Conservatives should be grateful to Lomborg for his keen analysis of just how ineffectual the environmentalist response to global warming has been. But Lomborg is not a free-market conservative. Redirecting the flow of global warming funds to "more worthy" state-sponsored projects is not the same as allowing the free market to operate as it should, unfettered by government mandates, regulation, and excessive taxation. Lomborg's seemingly worthwhile project of ameliorating climate change – for example, by spending more state funds on green technologies rather than restricting carbon usage – is just another statist approach to a problem that doesn't exist.
If man-made warming is growing as slowly as Lomborg suggests and natural inputs account for a significant percentage of warming over the past century (with essentially no warming over the past 15 years), why should governments be entrusted with trillions in revenues to spend on new technologies, given their disastrous record so far? Lomborg makes a strong case against government regulation of carbon, but his support for an aggressive program of green technology development sounds a lot like one million Solyndras.

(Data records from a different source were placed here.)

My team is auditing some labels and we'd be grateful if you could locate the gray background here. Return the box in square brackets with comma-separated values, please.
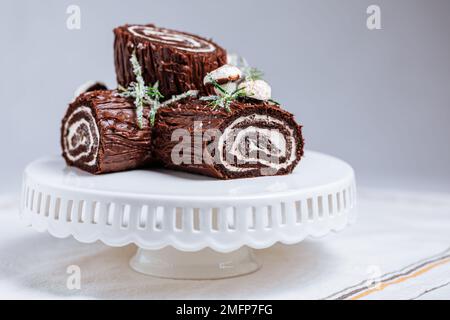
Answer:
[0, 0, 450, 192]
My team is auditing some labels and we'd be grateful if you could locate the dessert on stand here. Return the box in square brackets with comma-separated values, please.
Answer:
[21, 24, 356, 279]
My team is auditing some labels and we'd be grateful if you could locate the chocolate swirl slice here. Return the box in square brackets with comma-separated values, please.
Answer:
[114, 24, 227, 99]
[153, 99, 303, 179]
[61, 90, 151, 174]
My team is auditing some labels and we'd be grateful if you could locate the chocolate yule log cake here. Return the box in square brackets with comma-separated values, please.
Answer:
[152, 98, 303, 179]
[114, 24, 227, 99]
[61, 90, 151, 174]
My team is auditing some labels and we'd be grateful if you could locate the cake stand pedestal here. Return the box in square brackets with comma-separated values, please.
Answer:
[21, 151, 356, 279]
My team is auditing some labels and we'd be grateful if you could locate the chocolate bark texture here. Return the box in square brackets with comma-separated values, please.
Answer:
[114, 24, 227, 99]
[152, 98, 304, 179]
[61, 90, 151, 174]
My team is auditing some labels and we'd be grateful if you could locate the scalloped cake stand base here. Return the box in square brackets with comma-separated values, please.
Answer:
[21, 151, 356, 279]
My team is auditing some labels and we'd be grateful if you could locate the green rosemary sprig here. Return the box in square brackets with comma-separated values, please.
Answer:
[118, 51, 164, 129]
[200, 78, 245, 112]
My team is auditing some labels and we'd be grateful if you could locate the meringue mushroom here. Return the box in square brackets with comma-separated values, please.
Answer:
[238, 80, 272, 101]
[203, 64, 242, 95]
[73, 80, 108, 99]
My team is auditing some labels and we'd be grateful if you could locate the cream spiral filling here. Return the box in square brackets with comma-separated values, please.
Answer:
[63, 106, 100, 166]
[128, 26, 216, 53]
[218, 114, 297, 172]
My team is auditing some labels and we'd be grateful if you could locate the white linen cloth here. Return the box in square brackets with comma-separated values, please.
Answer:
[0, 189, 450, 299]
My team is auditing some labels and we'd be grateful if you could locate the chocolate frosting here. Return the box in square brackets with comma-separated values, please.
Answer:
[114, 24, 226, 99]
[61, 90, 151, 174]
[152, 98, 304, 179]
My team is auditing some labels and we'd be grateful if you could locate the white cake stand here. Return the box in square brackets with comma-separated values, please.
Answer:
[21, 151, 356, 279]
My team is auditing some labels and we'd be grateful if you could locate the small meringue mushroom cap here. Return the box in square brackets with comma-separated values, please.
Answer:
[203, 64, 242, 85]
[238, 80, 272, 101]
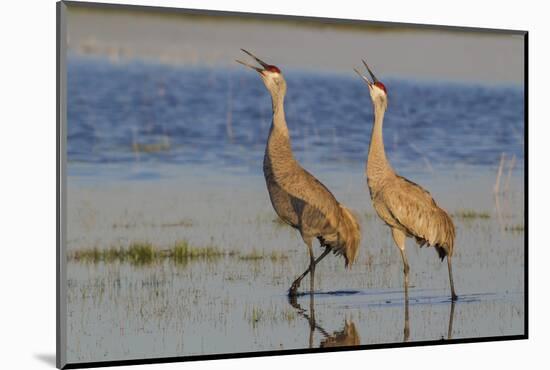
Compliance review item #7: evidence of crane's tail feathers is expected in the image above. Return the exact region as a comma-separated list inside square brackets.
[415, 209, 455, 261]
[338, 205, 361, 267]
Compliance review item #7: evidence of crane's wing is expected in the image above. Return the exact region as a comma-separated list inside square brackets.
[278, 166, 340, 216]
[379, 176, 455, 257]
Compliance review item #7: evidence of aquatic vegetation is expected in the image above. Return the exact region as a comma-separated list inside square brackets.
[504, 224, 525, 233]
[239, 249, 265, 261]
[126, 243, 158, 265]
[452, 209, 491, 220]
[169, 240, 226, 263]
[67, 240, 288, 265]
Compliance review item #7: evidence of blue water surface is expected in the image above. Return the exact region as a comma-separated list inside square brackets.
[68, 56, 524, 178]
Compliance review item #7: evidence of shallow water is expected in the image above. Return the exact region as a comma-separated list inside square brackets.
[67, 58, 525, 362]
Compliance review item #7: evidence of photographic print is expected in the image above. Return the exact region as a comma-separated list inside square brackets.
[58, 2, 527, 367]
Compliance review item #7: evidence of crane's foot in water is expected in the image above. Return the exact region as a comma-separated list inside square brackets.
[288, 282, 300, 297]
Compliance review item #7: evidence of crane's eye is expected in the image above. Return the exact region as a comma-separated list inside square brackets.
[374, 81, 388, 95]
[266, 66, 281, 73]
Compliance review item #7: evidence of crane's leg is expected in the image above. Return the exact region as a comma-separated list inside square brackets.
[447, 255, 458, 302]
[288, 248, 330, 297]
[403, 299, 410, 342]
[392, 228, 409, 302]
[447, 301, 455, 339]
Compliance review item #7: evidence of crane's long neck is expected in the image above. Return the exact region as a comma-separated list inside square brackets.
[367, 104, 393, 186]
[264, 92, 294, 172]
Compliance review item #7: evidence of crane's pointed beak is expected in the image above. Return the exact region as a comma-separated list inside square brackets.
[361, 59, 378, 83]
[235, 60, 264, 74]
[236, 49, 269, 75]
[353, 68, 372, 87]
[241, 49, 269, 68]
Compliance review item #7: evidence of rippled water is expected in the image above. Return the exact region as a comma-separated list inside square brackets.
[68, 57, 524, 178]
[67, 57, 525, 362]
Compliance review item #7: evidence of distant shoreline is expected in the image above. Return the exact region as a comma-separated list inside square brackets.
[67, 6, 524, 84]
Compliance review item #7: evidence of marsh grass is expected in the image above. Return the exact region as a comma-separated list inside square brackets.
[67, 240, 288, 265]
[504, 224, 525, 234]
[452, 209, 491, 220]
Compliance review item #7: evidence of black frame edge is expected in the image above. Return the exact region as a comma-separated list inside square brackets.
[56, 0, 529, 369]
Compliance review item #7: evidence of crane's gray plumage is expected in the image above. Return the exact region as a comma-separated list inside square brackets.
[355, 61, 457, 301]
[238, 50, 361, 295]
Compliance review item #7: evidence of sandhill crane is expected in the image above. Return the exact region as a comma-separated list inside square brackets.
[237, 49, 361, 296]
[354, 61, 457, 301]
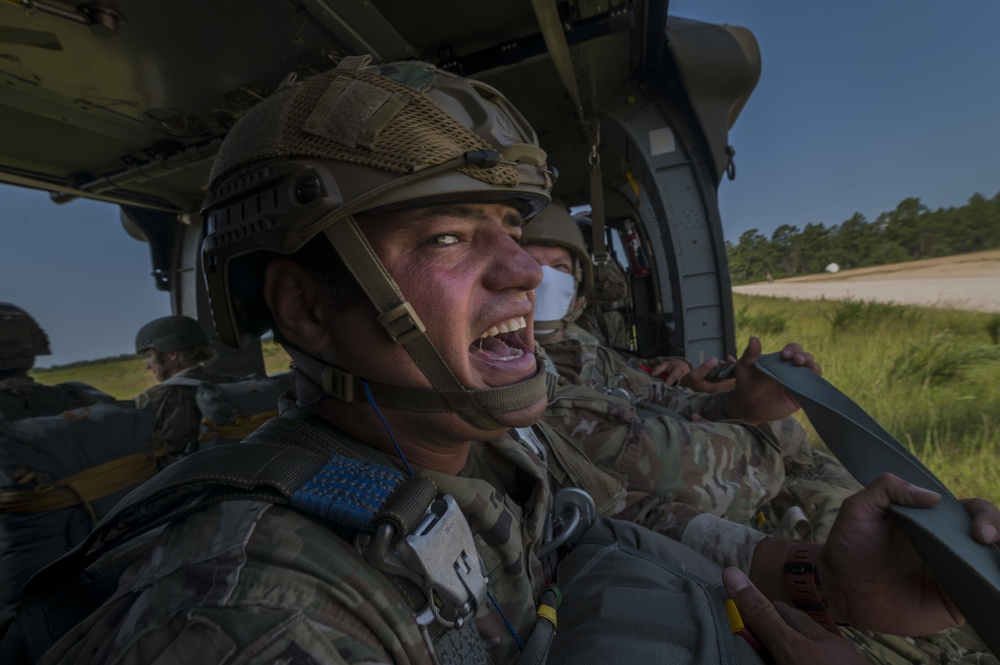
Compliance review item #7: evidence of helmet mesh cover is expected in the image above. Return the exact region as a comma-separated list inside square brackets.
[210, 65, 520, 189]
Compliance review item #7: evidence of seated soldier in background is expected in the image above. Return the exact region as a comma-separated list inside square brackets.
[0, 303, 162, 617]
[4, 57, 1000, 665]
[521, 203, 996, 665]
[0, 303, 114, 420]
[135, 315, 238, 455]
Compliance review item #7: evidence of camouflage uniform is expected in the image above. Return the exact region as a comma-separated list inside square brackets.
[0, 375, 114, 420]
[543, 324, 812, 536]
[135, 364, 238, 458]
[43, 400, 764, 665]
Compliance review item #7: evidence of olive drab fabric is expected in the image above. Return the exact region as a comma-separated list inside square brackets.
[136, 365, 287, 457]
[549, 517, 768, 665]
[135, 314, 211, 353]
[0, 394, 160, 614]
[0, 302, 52, 372]
[25, 400, 761, 664]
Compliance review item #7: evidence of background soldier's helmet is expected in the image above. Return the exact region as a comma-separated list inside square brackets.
[135, 315, 211, 353]
[0, 303, 52, 371]
[195, 57, 553, 429]
[203, 58, 552, 346]
[521, 201, 594, 295]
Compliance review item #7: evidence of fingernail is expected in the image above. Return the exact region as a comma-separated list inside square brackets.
[722, 567, 750, 593]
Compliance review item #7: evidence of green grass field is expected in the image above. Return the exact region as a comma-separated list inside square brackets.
[35, 294, 1000, 503]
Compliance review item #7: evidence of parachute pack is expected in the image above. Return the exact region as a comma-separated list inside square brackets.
[0, 400, 166, 614]
[0, 417, 765, 665]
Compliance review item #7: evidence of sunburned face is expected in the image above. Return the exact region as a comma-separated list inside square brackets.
[332, 204, 541, 388]
[524, 245, 573, 275]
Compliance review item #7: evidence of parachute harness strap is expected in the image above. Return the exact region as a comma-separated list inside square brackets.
[312, 216, 545, 430]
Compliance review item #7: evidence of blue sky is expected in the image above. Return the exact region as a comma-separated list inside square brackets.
[0, 0, 1000, 366]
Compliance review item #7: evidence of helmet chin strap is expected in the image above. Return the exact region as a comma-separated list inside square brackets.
[278, 215, 547, 431]
[285, 343, 547, 431]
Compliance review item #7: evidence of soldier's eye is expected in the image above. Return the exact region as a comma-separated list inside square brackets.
[427, 233, 459, 245]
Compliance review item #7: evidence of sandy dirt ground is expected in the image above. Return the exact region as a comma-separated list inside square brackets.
[733, 250, 1000, 312]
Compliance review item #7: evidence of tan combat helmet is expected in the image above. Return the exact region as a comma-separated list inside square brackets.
[521, 201, 594, 296]
[203, 57, 552, 430]
[135, 315, 211, 353]
[0, 302, 52, 372]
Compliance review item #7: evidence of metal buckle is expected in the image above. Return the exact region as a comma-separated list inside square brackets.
[378, 302, 427, 344]
[398, 494, 488, 628]
[322, 365, 354, 402]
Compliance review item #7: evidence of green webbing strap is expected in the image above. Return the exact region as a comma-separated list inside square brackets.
[757, 353, 1000, 654]
[23, 418, 342, 597]
[531, 0, 587, 127]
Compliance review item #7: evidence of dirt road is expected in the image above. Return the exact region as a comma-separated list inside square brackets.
[733, 250, 1000, 312]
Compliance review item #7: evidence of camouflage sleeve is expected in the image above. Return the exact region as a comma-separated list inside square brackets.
[591, 349, 728, 420]
[135, 385, 201, 457]
[543, 386, 785, 522]
[614, 492, 767, 574]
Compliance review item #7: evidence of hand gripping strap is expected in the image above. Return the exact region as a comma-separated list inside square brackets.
[757, 353, 1000, 654]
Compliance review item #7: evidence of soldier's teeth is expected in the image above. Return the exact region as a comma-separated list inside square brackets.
[479, 316, 528, 339]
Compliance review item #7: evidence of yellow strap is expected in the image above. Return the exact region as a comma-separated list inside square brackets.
[0, 448, 166, 521]
[726, 598, 745, 634]
[198, 409, 278, 442]
[535, 605, 559, 628]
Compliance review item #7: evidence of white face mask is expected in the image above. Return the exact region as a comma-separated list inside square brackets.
[535, 266, 576, 335]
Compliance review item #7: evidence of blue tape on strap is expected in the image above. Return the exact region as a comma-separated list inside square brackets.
[292, 455, 404, 531]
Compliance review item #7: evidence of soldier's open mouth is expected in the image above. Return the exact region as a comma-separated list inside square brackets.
[469, 316, 527, 361]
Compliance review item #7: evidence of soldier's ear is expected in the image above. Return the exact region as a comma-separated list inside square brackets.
[264, 258, 330, 353]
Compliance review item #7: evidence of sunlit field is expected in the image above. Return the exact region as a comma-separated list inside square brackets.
[733, 294, 1000, 502]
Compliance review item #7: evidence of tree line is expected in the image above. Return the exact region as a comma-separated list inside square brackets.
[726, 192, 1000, 284]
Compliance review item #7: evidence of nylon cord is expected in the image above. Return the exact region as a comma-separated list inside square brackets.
[361, 379, 417, 477]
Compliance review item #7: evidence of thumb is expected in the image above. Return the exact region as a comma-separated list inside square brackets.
[862, 473, 941, 509]
[722, 568, 800, 655]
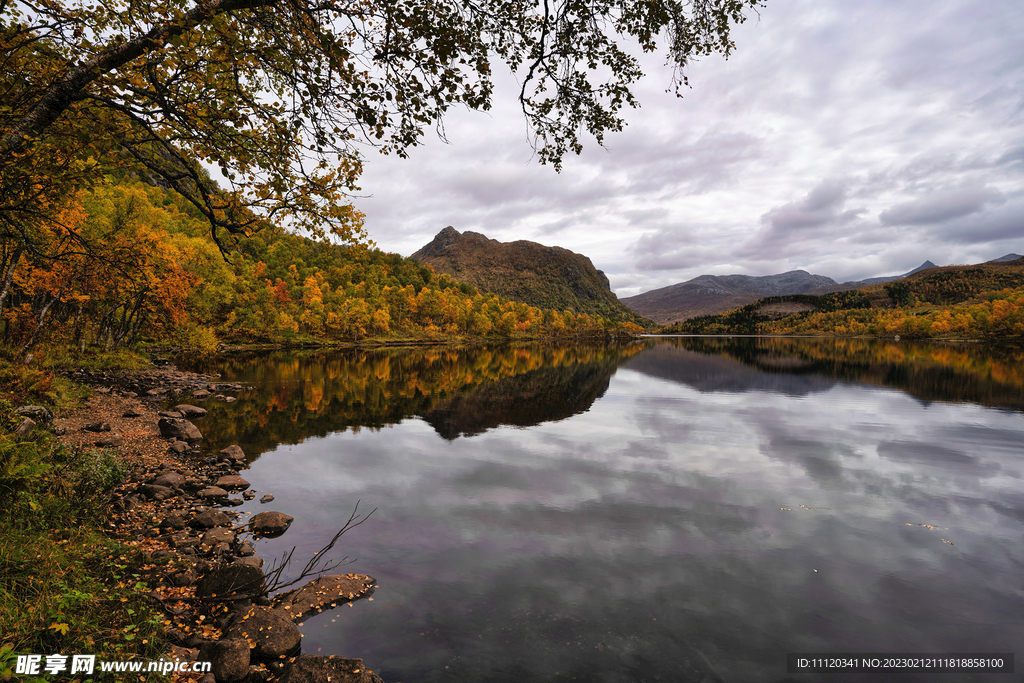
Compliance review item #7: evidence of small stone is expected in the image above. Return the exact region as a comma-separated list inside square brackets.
[160, 515, 185, 530]
[14, 418, 36, 438]
[174, 403, 207, 419]
[168, 532, 200, 548]
[203, 526, 234, 546]
[93, 432, 125, 449]
[167, 441, 188, 456]
[167, 567, 199, 588]
[150, 473, 185, 488]
[188, 510, 231, 528]
[14, 405, 53, 425]
[138, 483, 174, 501]
[217, 445, 246, 462]
[198, 640, 249, 683]
[249, 512, 295, 537]
[231, 555, 263, 569]
[157, 418, 203, 443]
[225, 610, 302, 661]
[215, 474, 249, 490]
[196, 563, 264, 598]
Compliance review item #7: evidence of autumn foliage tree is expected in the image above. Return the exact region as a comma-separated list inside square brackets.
[0, 0, 762, 262]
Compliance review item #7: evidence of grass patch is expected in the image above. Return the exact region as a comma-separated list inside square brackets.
[0, 399, 166, 683]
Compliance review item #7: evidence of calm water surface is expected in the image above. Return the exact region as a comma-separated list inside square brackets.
[180, 338, 1024, 683]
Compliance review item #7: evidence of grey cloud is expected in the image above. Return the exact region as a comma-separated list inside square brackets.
[995, 144, 1024, 171]
[761, 180, 863, 233]
[879, 185, 1002, 225]
[934, 198, 1024, 245]
[878, 441, 1001, 477]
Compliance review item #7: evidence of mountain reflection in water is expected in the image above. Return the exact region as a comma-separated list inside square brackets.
[180, 338, 1024, 683]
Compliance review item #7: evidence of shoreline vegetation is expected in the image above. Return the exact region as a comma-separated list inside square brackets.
[656, 259, 1024, 341]
[0, 175, 1024, 681]
[0, 351, 380, 683]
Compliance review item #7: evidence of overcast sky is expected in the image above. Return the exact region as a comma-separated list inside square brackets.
[348, 0, 1024, 297]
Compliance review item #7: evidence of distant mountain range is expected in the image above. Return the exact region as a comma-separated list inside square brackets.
[412, 225, 650, 327]
[622, 270, 839, 325]
[412, 226, 1021, 327]
[621, 254, 1021, 325]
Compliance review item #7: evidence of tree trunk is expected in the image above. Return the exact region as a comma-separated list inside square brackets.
[17, 292, 61, 355]
[0, 246, 25, 318]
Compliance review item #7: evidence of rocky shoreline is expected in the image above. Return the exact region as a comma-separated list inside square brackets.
[39, 364, 382, 683]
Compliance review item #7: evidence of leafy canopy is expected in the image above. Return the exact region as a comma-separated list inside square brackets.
[0, 0, 763, 254]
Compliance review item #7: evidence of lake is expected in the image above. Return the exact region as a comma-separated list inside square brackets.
[182, 338, 1024, 683]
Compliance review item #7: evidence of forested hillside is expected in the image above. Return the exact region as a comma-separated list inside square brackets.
[0, 177, 639, 351]
[659, 259, 1024, 339]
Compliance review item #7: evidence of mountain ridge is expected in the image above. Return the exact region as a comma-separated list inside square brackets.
[411, 225, 651, 327]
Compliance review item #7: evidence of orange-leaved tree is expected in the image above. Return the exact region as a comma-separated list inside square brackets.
[0, 0, 763, 272]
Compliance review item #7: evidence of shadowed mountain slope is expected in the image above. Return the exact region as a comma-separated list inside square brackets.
[412, 226, 650, 327]
[622, 270, 839, 325]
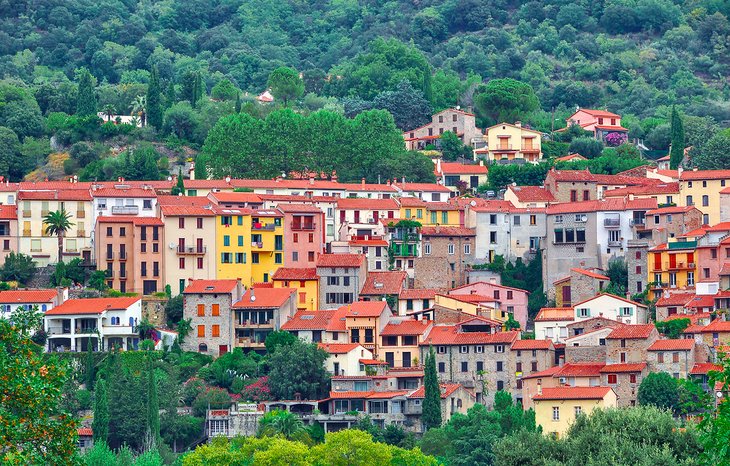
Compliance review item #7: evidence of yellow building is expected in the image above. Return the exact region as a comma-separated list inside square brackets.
[647, 241, 697, 295]
[533, 387, 617, 437]
[678, 170, 730, 225]
[271, 267, 319, 311]
[215, 208, 284, 286]
[476, 122, 542, 163]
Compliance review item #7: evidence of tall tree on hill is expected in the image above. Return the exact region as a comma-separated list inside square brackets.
[421, 348, 442, 429]
[669, 106, 684, 170]
[76, 68, 96, 116]
[147, 66, 163, 130]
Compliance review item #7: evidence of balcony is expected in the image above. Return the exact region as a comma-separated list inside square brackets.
[177, 245, 206, 256]
[112, 205, 139, 215]
[291, 222, 317, 231]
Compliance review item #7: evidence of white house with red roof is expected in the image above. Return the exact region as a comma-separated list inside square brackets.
[43, 297, 142, 352]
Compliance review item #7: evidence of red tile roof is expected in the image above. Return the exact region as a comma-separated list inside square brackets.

Bjorn Lomborg offers a brilliant and clear-sighted analysis of the failings of the climate alarmism, but his thinking, if carried to its natural conclusion, does not support increased government spending on green energy technologies. Rather, it points to an embrace of the free market unburdened by government control. For more than two decades, Lomborg has courageously defied climate alarmists by forcing them to account for the costs of their green energy "solutions." The next logical step would be for him to admit that with energy production, as with all other sectors of the economy, laissez-faire capitalism works best.
Jeffrey Folks is the author of many books and articles on American culture including Heartland of the Imagination (2011).